Milan (AsiaNews) - The following account is how a foreign observer, who has lived for years in northern Cameroon, explains to the country's authorities Boko Haram's growing appeal among young northern Cameroonians. It shows how important, if not decisive, oil-rich Gulf states and emirates are in funding Islamic extremism, which are embodied in a number of organisations and associations.
In Italy, it is hard to understand why so many young people join Islamic guerrillas and terror groups. Unlike neighbouring Nigeria, northern Cameroon, an area that is home to a substantial Muslim minority living side by side with an animist and Christian majority, had never experienced any extremist and violent version of Islam until two or three years ago. When acts of terrorism and violence occurred in our midst, we blamed fanatical Nigerians who, unhappy about the situation in their country, came to Cameroon to make money from ransoming Westerners. How wrong we were!
At present, everyone can see that northern Cameroonians are joining Boko Haram, a movement that is not an army under a single hierarchy but a collection of several groups that adhere to an extremist vision of Islam whilst maintaining total decisional and organisational autonomy. This explains why terrorist actions within Nigeria or in the border with Cameroon vary from one another.
We can all see that Boko Haram groups (and there are many) have adjusted to government crackdown in Cameroon, Nigeria and Chad, after recent consultations in Paris. First noticeable change is that Islamists no longer target only Westerners. Influential local political officials and business people are now fair game. In Kolofata, Mayo Sava Department, terrorists attacked the home of Deputy Prime Minister Amadou Ali. They abducted his wife Agnes, a Christian from southern Cameroon, who is still being held hostage. This has caused quite a stir across the country because the attackers acted in broad daylight, driving pick-ups normally used by the police, wearing the Cameroon uniforms army.

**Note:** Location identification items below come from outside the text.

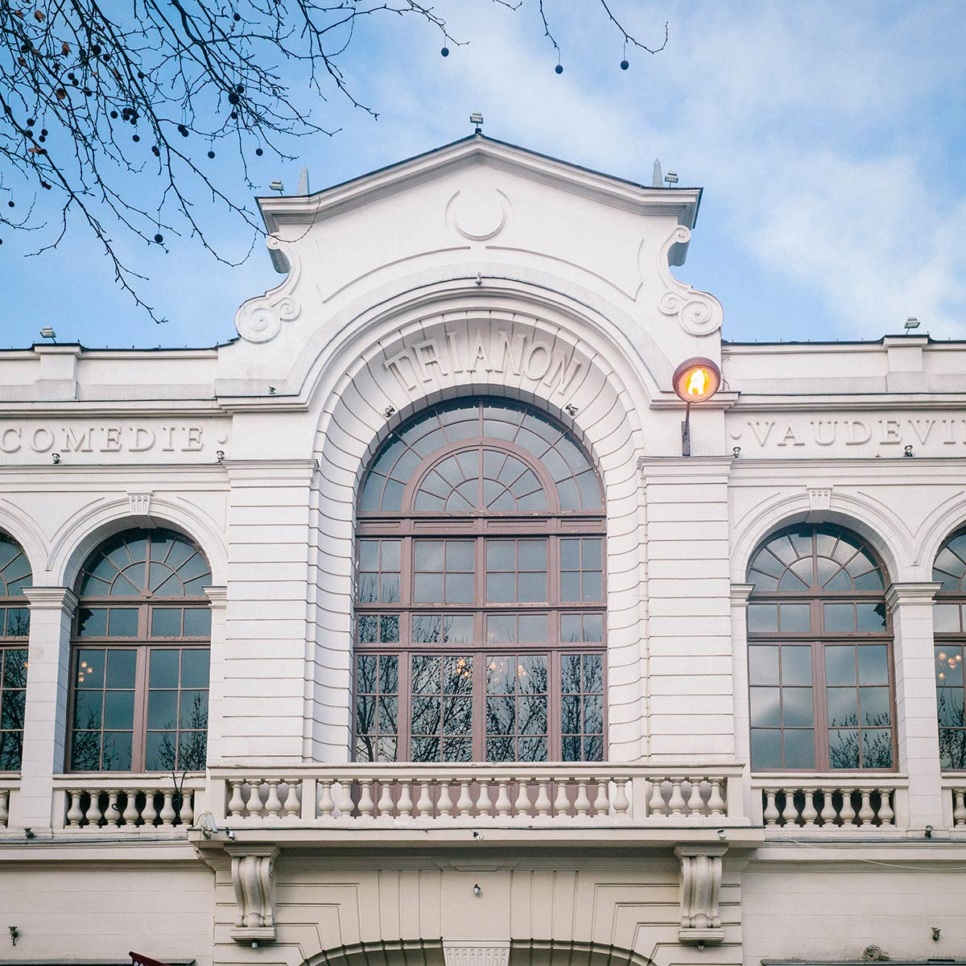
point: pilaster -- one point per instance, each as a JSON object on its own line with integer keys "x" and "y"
{"x": 911, "y": 605}
{"x": 45, "y": 717}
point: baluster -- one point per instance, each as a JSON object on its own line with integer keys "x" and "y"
{"x": 425, "y": 804}
{"x": 366, "y": 804}
{"x": 187, "y": 811}
{"x": 150, "y": 812}
{"x": 886, "y": 814}
{"x": 847, "y": 812}
{"x": 237, "y": 804}
{"x": 112, "y": 814}
{"x": 292, "y": 805}
{"x": 94, "y": 813}
{"x": 405, "y": 804}
{"x": 677, "y": 803}
{"x": 716, "y": 802}
{"x": 695, "y": 801}
{"x": 255, "y": 807}
{"x": 771, "y": 814}
{"x": 444, "y": 801}
{"x": 464, "y": 806}
{"x": 543, "y": 804}
{"x": 75, "y": 814}
{"x": 809, "y": 812}
{"x": 384, "y": 806}
{"x": 273, "y": 804}
{"x": 828, "y": 808}
{"x": 168, "y": 813}
{"x": 483, "y": 803}
{"x": 326, "y": 801}
{"x": 601, "y": 802}
{"x": 622, "y": 804}
{"x": 656, "y": 804}
{"x": 959, "y": 806}
{"x": 561, "y": 804}
{"x": 503, "y": 800}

Second change is that the Cameroonians now realised that Boko Haram terrorism is not Nigerian, but is home grown, backed by young Cameroonians and deeply rooted in the social fabric of the country. Many also find it convenient to believe that it is mainly a problem in the country's North and Far North, but the authorities now fear that it has now spread, albeit in latent form, to the whole country, including the capital Yaoundé.
Lastly, the third change is even scarier for Cameroonian authorities and ordinary Cameroonians because young northerners are being recruited for Islam's "holy war". Unofficially, civil and military authorities believe that more than 500 young men have already "left" the country's northern-most region. Another 200 are said to have left the Adamawa plateau region to join Boko Haram. Some of them have called home and told their families that they left to join a more and powerful radical Islam.
Since young Muslim men are the main target group for recruitment, this raises the question of how long different ethnic groups and religions can still live in peaceful coexistence. Christians are beginning to fear that they will become the persecuted victims of a holy war that will drive them from their villages. The threat of a scenario akin to what is happening in the Mideast and sub-Saharan Africa hangs over a region that has always been a paragon of coexistence and cooperation between different ethnic groups and religions.
One of Boko Haram's ideological foundations is the rejection of everything that does not conform to a radically interpreted Islamic law, driving its followers to set up states or sultanates for only true believers in the one true faith of Islam.
This extremist view can certainly be appealing to young people who are unhappy with the current management of public affairs, where corruption and cronyism create privileges for a few, and leave the majority of the population, especially the young, with no prospects for employment and a better life.
The lack of opportunities has led many young people to join those who offer a revolution in the name of the "faith in the true Islam", which comes with regular financial benefits. Recruits can earn up to 180,000 CFA francs (€ 300, US$ 400), which corresponds to the monthly salary of a school principal, or a career government official. Considering that a well-paid mason gets 60,000 francs (one third what Boko Haram offers), the economic appeal of joining is easy to see.
Many young men may opt for this kind of offer to feed their family and have it protected by the Islamist group. But this comes at a price since there is no turning back. Anyone who does try can expect to have his throat cut to set an example for others.
What is more, learning to handle weapons provides an additional psychological motivation. It gives young men a sense of power, something they only experienced negatively in encounters with the police and the gendarmerie. With weapons in one's hands comes the illusion of standing up to "Western oppressors". This changes one's perspective on life, especially if one's religious ideology promises eternal salvation.